Merate (Lecco), 14 luglio 2017 – Era clinicamente morto, non respirava né il suo cuore batteva più. Ma grazie al tempestivo intervento dei sanitari del 118 è come risorto e a distanza di appena un mese dalla “rinascita” è già tornato in sella alla sua bicicletta. E' la storia quasi miracoloso di Vincenzo Vitale, 44 anni di Merate, sposato e con un figlio di 3 anni, impiegato in un ufficio commerciale di un'azienda specializzata nel trattamento delle acque di professione, ma grande sportivo per passione, di corsa e ciclismo in particolare. Nonostante problemi cardiaci che lo hanno portato a dover mettere tre stent alle arterie fra il 2000 e il 2007 lo scorso 13 giugno ha preso parte a una gara podistica vicino a Monza: a un certo punto si è sentito mancare ed è svenuto su una panchina.

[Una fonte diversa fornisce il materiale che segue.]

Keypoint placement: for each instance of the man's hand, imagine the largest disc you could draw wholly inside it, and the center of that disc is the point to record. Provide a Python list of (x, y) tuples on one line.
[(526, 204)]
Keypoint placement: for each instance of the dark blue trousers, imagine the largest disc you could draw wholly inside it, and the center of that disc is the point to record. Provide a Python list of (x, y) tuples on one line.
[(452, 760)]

E' stato ricoverato all'ospedale San Gerardo di Monza, dove gli è stato inserito un defibrillatore interno e adesso sta sperimentando un innovativo sistema di cura in bicicletta, portato avanti dai ricercatori e dai sanitari degli Istituti di ricovero e cura del Gruppo Iseni di Lonate Pozzolo, provincia di Varese, seguito pedalata per pedalata da un cardiologo anche lui appassionato delle due ruote, cioè il dottor Andrea Macchi, direttore degli Istituti del Gruppo Iseni. “Ora insieme a lui già a 10 giorni dall'impianto del defribillatore, faccio due sedute di ciclismo a settimana, di circa 60 minuti ciascuna, monitorato con un cardiofrequenzimetro: 30, massimo 40 km a volta, e, soprattutto in pianura perché per ora sono vietate la collina e la montagna – spiega il paziente -. L'obiettivo è quello di tornare a una vita normale compreso la possibilità di fare sport”.